Christopher Thomas

The Sweet Waiting

Even as a child you could hear music
where others saw only dead leaves,
found mystical kingdoms when others
spotted only ruts in the alley
or weeds sprouting in the radish patch.

By the time you reached the age of five,
you were convinced everything you saw
was holy or at least part of the divine
dance. No one in your family knew what
you were talking about, so you stopped talking.

You took to listening and kept notes
in your mind. Each season became a collage
of symphonies, magical happenings,
and colors that lit your way with explanations
of the strange porosity direction has.

You grew up among men who spit tobacco
and cheated on their wives, boys who thought
only of cars, football and Suzie Martinelli.
You hid out in the woods, listened
to its secrets until deer ate from your hands.
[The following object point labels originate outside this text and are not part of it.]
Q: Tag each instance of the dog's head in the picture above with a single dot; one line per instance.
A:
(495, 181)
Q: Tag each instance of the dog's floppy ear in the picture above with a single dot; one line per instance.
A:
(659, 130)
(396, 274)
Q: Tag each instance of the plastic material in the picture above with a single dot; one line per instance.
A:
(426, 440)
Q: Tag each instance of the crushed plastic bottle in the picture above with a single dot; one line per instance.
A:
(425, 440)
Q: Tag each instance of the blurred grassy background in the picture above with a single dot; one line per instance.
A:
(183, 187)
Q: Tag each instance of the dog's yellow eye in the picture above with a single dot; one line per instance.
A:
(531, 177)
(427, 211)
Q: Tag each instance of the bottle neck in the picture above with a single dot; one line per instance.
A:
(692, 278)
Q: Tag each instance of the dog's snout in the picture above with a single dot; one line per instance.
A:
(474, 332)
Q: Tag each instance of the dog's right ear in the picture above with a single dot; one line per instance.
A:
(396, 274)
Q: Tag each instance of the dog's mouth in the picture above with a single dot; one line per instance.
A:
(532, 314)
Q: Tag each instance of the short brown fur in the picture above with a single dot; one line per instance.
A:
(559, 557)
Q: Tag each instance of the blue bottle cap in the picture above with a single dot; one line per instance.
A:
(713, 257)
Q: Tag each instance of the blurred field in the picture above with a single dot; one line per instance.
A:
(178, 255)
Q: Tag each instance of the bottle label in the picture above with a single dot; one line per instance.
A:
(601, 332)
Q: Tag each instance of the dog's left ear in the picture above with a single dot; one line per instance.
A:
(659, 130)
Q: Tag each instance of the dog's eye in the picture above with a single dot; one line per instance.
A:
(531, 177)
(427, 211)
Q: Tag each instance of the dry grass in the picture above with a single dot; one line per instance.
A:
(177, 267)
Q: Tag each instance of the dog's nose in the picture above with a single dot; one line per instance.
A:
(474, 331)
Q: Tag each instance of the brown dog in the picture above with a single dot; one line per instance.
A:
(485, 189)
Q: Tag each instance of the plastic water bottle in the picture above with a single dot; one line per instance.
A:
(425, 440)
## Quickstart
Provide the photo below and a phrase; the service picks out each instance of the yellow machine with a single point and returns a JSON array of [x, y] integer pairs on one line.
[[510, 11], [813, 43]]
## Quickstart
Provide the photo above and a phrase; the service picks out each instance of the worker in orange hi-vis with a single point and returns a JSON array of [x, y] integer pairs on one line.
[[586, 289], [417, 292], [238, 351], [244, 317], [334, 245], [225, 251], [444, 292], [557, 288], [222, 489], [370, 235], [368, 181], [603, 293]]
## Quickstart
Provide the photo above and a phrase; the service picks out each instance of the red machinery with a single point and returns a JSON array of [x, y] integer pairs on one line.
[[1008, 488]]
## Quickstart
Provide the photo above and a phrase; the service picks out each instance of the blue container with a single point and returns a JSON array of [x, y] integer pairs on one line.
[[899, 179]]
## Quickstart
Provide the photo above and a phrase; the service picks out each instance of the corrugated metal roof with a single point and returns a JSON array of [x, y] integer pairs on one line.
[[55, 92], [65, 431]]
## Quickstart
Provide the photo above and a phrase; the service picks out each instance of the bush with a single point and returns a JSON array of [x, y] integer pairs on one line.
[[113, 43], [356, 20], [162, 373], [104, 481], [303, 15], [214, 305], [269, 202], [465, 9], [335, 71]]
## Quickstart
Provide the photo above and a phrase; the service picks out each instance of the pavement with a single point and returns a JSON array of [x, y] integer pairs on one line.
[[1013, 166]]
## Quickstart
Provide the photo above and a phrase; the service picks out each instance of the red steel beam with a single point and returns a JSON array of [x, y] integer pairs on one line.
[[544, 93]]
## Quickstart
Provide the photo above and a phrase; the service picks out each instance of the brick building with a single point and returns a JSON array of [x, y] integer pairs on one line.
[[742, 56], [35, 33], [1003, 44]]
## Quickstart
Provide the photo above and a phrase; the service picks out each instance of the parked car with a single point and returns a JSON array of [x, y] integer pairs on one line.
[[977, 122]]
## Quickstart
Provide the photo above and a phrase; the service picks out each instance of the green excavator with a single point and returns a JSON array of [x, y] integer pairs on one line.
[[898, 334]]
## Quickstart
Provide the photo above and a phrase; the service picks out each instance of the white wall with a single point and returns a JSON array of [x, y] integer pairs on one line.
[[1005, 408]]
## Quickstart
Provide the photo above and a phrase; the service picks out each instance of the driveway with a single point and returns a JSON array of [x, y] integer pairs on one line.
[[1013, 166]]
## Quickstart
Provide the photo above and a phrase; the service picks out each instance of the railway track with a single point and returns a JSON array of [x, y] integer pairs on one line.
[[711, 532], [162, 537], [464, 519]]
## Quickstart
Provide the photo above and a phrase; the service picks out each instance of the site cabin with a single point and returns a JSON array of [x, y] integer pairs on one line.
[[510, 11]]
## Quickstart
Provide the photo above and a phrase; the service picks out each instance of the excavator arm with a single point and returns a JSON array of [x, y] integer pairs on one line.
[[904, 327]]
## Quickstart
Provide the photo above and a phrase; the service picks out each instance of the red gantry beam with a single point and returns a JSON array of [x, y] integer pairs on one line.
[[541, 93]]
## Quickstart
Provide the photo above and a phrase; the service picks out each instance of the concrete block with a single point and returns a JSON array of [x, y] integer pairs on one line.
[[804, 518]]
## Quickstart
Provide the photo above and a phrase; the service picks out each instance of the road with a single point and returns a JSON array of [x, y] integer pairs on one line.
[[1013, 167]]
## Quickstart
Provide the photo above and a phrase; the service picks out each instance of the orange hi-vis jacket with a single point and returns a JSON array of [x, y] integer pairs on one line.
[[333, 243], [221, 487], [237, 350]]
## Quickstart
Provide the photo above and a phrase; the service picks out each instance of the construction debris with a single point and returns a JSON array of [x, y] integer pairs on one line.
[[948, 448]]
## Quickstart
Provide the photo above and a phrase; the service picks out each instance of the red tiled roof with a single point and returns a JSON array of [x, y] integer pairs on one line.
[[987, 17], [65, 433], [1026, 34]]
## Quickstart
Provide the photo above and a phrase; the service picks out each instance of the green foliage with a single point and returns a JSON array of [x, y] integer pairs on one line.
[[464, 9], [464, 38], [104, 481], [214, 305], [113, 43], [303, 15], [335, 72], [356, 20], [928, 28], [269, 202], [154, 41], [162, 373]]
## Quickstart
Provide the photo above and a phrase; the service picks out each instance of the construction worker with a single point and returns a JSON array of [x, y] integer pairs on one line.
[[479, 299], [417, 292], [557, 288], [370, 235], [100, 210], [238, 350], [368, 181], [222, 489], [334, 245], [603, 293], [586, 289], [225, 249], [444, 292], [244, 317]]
In high school you tried harder to fit in.
You joined the band and almost every church
in town. It didn’t help. The music teacher
didn’t like individual expression and God
never seemed to filter past the stained

glass windows. Only one thing got you through
alive. Literature. Books and an English teacher
named Patty became your best friends. You ran away
after that thinking the military would fit you back
into the mold your little town kept demanding.

Instead you learned obedience and the strange
science of crawling under enemy fire. One night
on bivouac, you heard music coming from a pile
of dry leaves. No one noticed. You smiled all cozy
in your cocoon and resumed my the sweet waiting.